What do you hope the outcome will be?
I do not doubt that the whānau will continue to succeed legally as the evidence is so clearly in their favour. It’s remarkably simple when you boil it down, an agreement was never honoured, and the entity that never honoured it has the means to resolve that. So they have no choice in my view, they’re just kicking the can down the road and disappointingly spending millions throwing good money after bad in an intergenerational battle that can be resolved.
I genuinely hope the Crown have a change of heart and realise their strategy of avoidance is deeply flawed. By not engaging in good faith and resolving this, they are continuing to diminish their mana. I want them to know that we are all watching.
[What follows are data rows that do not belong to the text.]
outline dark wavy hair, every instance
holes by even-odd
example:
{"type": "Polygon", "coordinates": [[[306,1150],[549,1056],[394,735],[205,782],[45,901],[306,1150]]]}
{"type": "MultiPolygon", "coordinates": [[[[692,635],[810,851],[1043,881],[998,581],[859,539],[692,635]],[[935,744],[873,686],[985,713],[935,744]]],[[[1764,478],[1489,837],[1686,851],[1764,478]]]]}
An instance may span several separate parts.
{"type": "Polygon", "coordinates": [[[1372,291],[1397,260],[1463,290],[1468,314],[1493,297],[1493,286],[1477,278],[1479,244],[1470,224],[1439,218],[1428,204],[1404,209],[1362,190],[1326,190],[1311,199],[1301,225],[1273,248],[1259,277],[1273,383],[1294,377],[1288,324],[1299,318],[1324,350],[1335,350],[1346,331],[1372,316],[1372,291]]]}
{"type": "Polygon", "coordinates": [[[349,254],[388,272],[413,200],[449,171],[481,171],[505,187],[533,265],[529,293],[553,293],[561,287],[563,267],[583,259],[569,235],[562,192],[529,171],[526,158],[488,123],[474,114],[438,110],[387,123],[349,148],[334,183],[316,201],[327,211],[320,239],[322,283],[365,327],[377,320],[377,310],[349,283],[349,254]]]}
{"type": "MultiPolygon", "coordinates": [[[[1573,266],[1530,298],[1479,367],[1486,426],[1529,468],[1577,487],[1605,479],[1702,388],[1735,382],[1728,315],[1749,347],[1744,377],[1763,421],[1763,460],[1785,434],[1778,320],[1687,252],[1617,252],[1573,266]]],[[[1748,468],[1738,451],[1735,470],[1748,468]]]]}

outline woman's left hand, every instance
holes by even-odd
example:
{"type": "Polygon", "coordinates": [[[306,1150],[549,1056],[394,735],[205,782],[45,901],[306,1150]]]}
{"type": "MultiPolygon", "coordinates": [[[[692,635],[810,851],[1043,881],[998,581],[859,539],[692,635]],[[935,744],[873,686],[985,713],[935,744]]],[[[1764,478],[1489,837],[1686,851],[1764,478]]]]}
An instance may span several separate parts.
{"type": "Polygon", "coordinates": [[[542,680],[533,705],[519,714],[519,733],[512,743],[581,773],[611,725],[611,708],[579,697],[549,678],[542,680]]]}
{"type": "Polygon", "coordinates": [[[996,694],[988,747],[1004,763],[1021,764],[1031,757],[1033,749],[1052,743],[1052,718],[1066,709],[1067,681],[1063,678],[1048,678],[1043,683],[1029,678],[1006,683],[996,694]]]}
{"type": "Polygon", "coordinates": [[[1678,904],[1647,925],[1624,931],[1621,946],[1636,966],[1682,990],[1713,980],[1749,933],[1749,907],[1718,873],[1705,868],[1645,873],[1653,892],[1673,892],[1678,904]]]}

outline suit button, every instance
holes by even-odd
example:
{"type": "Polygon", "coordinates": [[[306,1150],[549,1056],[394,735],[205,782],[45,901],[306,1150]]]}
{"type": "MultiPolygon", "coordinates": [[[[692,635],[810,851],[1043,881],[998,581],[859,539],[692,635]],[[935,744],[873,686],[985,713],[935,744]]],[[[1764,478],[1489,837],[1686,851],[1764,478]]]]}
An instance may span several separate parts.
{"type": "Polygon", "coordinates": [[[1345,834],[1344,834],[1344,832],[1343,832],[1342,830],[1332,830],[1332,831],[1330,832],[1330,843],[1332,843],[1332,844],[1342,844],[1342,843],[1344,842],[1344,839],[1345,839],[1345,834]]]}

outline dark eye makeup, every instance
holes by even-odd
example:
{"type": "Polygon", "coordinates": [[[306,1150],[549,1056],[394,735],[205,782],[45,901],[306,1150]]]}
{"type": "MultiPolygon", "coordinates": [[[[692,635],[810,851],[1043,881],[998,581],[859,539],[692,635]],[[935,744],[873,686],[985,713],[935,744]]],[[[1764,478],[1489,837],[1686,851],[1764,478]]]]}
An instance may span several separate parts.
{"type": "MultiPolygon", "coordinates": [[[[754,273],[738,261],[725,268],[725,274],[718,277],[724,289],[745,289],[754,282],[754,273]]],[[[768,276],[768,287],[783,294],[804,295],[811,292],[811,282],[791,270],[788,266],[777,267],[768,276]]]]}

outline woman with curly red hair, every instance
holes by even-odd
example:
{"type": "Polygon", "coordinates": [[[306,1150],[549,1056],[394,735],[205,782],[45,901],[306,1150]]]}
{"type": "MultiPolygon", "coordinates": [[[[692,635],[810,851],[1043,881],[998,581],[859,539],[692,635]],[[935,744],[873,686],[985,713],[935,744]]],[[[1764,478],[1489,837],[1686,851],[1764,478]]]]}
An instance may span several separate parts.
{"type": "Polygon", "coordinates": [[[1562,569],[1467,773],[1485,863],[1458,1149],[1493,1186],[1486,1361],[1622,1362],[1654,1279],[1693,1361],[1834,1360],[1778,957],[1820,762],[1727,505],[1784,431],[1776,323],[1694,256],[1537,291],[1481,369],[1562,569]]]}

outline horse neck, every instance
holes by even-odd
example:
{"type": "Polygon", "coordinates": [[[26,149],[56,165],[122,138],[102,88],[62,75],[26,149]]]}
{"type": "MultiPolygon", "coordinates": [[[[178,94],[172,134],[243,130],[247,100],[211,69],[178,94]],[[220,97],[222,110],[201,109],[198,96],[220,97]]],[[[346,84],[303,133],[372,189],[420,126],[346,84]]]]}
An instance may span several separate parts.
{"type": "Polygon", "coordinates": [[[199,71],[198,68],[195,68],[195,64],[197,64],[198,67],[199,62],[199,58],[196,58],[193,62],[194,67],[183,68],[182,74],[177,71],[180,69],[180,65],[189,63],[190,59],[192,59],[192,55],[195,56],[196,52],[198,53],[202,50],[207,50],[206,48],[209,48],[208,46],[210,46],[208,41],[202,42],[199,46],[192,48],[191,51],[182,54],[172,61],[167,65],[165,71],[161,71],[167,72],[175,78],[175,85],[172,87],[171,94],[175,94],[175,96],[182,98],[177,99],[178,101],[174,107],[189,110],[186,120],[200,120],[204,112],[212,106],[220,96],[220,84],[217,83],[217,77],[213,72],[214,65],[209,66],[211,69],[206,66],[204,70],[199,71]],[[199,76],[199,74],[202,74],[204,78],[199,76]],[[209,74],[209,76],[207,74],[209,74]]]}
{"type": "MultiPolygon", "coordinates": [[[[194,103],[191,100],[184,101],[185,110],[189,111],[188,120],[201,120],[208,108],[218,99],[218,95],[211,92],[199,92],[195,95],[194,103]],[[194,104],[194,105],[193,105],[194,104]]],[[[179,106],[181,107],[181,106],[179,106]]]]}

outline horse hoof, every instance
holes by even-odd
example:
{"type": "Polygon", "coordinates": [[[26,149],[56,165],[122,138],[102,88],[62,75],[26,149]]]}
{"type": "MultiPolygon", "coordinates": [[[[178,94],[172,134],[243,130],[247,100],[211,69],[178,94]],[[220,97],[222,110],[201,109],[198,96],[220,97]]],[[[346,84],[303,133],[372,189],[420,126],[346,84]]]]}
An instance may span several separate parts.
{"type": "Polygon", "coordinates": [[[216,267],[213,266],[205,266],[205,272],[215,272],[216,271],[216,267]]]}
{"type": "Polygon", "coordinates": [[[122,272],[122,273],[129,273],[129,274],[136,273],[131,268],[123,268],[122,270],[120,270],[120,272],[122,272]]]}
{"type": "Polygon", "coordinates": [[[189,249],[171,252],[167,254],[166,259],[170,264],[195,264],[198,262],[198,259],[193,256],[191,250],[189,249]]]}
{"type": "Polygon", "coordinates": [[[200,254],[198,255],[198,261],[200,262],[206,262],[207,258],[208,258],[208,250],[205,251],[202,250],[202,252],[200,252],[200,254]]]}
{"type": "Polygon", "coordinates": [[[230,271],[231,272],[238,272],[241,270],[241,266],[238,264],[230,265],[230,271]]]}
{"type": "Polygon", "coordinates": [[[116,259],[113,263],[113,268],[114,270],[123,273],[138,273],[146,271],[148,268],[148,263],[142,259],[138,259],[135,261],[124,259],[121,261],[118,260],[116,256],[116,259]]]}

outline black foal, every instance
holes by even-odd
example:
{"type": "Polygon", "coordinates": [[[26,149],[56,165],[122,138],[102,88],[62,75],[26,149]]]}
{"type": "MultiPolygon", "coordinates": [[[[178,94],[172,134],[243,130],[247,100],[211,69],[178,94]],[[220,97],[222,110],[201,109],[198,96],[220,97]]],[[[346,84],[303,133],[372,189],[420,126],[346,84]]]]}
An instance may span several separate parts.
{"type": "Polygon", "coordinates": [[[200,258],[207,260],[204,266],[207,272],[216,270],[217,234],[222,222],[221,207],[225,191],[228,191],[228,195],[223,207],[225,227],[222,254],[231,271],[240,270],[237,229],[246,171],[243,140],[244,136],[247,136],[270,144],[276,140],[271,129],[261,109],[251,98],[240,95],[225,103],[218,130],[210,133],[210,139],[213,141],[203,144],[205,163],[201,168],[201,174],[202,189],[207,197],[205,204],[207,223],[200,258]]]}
What words would you have for Uncle Rore?
E mihi ana ki a koe e te rangatira. I commend your courage, resilience and determination. One of the things that will stick with me most strongly from witnessing the court is how you carry yourself with absolute dignity and never take your eyes off the proceedings. You are an absolute force, not only for your whānau but for the whole of te iwi Māori and indigenous peoples the world over.
What can you share about your personal connection to the whānau and whenua?
Our childhood home sat on Wakatū owned whenua and we lived through the changes to Māori leasehold law. It was a deeply divisive and difficult time that stirred my interest in this kaupapa from an early age. I always felt privileged to grow up under the mana and the manaaki of mana whenua in Motueka. It’s a very special part of the world and I consider myself lucky to have been fed and nourished by the waters, the whenua and the people of this place.
In recent years, I’ve had the honour of working alongside the whānau, which has taken many different forms but has always been driven from the same place – a desire to create better outcomes for Te Tauihu, the community and Te Taiao. To me, that is unwavering and that is what is so exciting about the potential for a settlement here – I just know the potential it will unlock for the whole region.